I am taking this approach so that you can have more control over your learning in the course. It also is an opportunity to redouble my efforts to be fair to all students, which is a cornerstone of my teaching. This approach focuses on whether you are participating in the course and turning in sufficiently completed work rather than my subjective judgment about the quality of your work (produced during a global pandemic and a time with many unknowns, no less). It is the fairest option that also enables you to make as much of the course as you’d like; remember, I’m here to provide feedback, help you sharpen your thinking, and continue to guide you all through our study of rhetorics of health.

I also care deeply about your learning. When students focus on trying to earn a grade, they are less likely to actually learn in a course. Additionally, evaluation is arguably a practice that primarily ranks students against one another and is a strategy for inducing students to do work. Assessment is not the only method for facilitating the learning environment that I want my courses to support—a space where my feedback helps you do the following: actually learn, care about what you are learning, take risks in thinking (and writing), and orient your learning to your personal, interpersonal/civic, and/or professional goals. This research essay supports these claims that I am making.

Additionally, research shows that students from privileged backgrounds (e.g., white, middle-class students who have traditionally thrived in school) typically receive higher grades than students from minoritized backgrounds. Removing traditional grading schema is a way to foster an environment where everyone thrives and where we can collaborate toward shared learning.

 

What does this mean for me?

In terms of logistics, this policy means that you can keep track of your work in the course according to the chart below, and that you can work toward the grade you hope to achieve in the course. You should have an easier time, as well, determining your grade in the course is at any given moment this semester.

This approach also means that if you are feeling nervous about the mode of delivery, the course content, your writing or speaking, or the general unknowability of learning in the middle of a pandemic, then you should (I hope) have less anxiety. I trust you as learners and hope you experience a greater ability to take risks through your thinking and writing and to do your best in this course without the fear of “underperforming.” If you do your work, keep up with the course and participate, and try your best, your grade should be evident. I will remain open to answer questions about this grading policy as we move forward in the semester.

 

What if I have a personal emergency, illness, or situation that interferes significantly with my learning in the course?

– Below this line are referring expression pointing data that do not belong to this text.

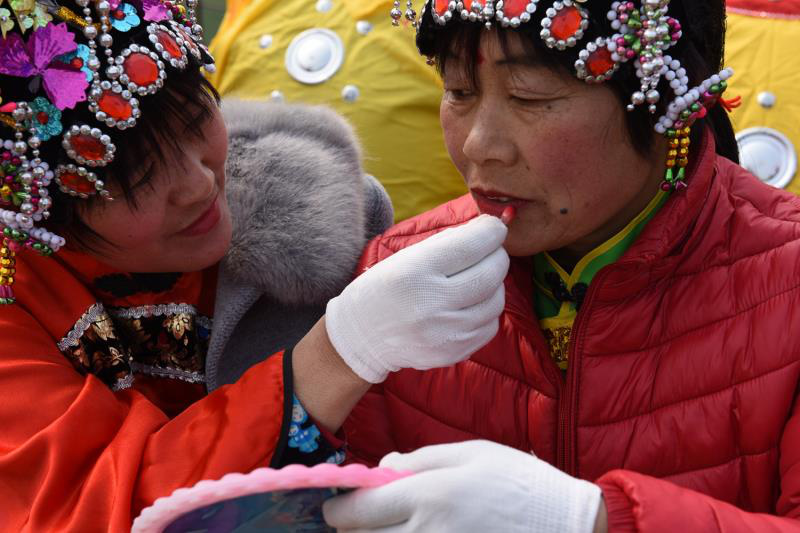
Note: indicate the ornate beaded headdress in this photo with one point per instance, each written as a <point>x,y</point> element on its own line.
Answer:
<point>56,57</point>
<point>643,36</point>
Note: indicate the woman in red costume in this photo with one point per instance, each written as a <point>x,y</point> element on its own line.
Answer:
<point>122,239</point>
<point>646,372</point>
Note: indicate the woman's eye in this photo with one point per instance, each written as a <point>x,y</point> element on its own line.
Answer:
<point>526,101</point>
<point>458,95</point>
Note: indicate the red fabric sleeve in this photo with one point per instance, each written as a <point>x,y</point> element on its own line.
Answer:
<point>75,456</point>
<point>637,502</point>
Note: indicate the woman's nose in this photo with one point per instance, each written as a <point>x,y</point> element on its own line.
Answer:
<point>193,183</point>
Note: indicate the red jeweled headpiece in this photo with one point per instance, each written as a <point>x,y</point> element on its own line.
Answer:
<point>63,57</point>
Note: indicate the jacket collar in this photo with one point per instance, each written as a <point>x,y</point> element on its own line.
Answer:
<point>658,249</point>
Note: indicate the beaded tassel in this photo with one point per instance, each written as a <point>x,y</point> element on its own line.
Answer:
<point>677,159</point>
<point>7,271</point>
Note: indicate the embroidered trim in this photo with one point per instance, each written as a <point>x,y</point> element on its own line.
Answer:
<point>123,383</point>
<point>162,310</point>
<point>166,372</point>
<point>762,14</point>
<point>72,338</point>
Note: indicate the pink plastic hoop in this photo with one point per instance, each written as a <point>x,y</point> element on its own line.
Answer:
<point>165,510</point>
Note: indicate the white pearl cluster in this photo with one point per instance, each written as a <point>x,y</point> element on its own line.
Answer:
<point>688,99</point>
<point>28,215</point>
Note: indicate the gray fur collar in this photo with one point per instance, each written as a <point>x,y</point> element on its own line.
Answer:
<point>297,195</point>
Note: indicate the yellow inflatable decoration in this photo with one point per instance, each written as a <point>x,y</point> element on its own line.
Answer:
<point>346,54</point>
<point>762,49</point>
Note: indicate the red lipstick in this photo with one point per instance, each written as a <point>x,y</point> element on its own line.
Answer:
<point>205,222</point>
<point>498,204</point>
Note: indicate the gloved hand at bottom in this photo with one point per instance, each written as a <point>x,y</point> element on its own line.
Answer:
<point>476,486</point>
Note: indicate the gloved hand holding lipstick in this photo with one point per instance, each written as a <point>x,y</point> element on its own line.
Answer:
<point>430,305</point>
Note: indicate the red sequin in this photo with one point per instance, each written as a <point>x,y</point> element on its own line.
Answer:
<point>88,147</point>
<point>514,8</point>
<point>599,62</point>
<point>441,6</point>
<point>77,183</point>
<point>141,69</point>
<point>566,23</point>
<point>115,106</point>
<point>169,44</point>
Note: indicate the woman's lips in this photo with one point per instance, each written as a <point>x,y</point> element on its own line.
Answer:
<point>204,222</point>
<point>495,204</point>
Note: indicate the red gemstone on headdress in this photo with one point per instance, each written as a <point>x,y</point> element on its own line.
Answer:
<point>115,106</point>
<point>515,8</point>
<point>566,23</point>
<point>88,147</point>
<point>76,182</point>
<point>599,62</point>
<point>170,45</point>
<point>141,69</point>
<point>441,6</point>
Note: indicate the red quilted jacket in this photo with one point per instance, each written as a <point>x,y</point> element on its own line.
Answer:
<point>681,396</point>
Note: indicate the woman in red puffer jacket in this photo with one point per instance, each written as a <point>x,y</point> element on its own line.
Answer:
<point>645,373</point>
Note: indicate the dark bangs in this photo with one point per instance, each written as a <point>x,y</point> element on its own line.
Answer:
<point>700,51</point>
<point>168,118</point>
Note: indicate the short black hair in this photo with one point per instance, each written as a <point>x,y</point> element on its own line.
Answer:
<point>176,112</point>
<point>700,51</point>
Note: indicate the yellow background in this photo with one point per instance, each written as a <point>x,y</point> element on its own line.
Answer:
<point>396,115</point>
<point>764,55</point>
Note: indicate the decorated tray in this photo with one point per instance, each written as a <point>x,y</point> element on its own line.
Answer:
<point>286,500</point>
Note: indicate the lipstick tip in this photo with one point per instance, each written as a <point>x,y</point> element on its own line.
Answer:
<point>508,215</point>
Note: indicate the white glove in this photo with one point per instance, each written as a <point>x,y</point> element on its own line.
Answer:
<point>475,486</point>
<point>429,305</point>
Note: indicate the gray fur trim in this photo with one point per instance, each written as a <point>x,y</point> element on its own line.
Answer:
<point>297,195</point>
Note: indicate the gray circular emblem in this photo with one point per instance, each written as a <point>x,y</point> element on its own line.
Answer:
<point>314,56</point>
<point>768,154</point>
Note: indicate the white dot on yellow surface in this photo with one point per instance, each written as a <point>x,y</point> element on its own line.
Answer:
<point>350,93</point>
<point>265,41</point>
<point>363,27</point>
<point>767,99</point>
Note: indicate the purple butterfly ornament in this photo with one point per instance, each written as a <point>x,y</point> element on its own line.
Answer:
<point>64,85</point>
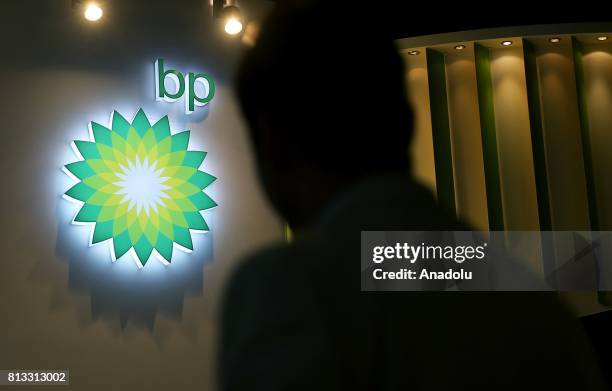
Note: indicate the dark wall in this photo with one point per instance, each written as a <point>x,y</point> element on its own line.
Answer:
<point>64,305</point>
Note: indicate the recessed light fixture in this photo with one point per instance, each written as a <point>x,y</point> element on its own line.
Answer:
<point>93,12</point>
<point>232,19</point>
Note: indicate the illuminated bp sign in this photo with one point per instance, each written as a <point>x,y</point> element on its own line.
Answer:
<point>140,187</point>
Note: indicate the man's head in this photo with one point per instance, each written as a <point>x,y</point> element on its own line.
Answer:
<point>323,93</point>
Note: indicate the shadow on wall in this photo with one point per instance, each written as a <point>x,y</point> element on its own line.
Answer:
<point>122,289</point>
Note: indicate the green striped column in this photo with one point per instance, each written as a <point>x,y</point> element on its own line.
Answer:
<point>585,135</point>
<point>537,136</point>
<point>489,138</point>
<point>603,297</point>
<point>440,124</point>
<point>538,149</point>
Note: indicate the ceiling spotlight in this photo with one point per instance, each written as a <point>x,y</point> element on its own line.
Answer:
<point>232,20</point>
<point>93,12</point>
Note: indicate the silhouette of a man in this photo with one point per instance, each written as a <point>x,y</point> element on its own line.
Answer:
<point>323,94</point>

There is no way for me to accurately and fairly address hypothetical situations. It is always possible (and often the case) that some students will face a significant interruption to their learning in a given semester. If this happens to you, please be in touch with me to let me know that you are facing an interruption that might negatively affect your performance in the course. From there, we can remain in communication to determine next steps. Note that I will not be able to help you if you disappear from the course and then reappear at the end of the term, hoping to make up work to pass the course.

Also note that I have created a class format and a grading policy that should facilitate a productive learning environment and support students facing a variety of potential contexts and constraints.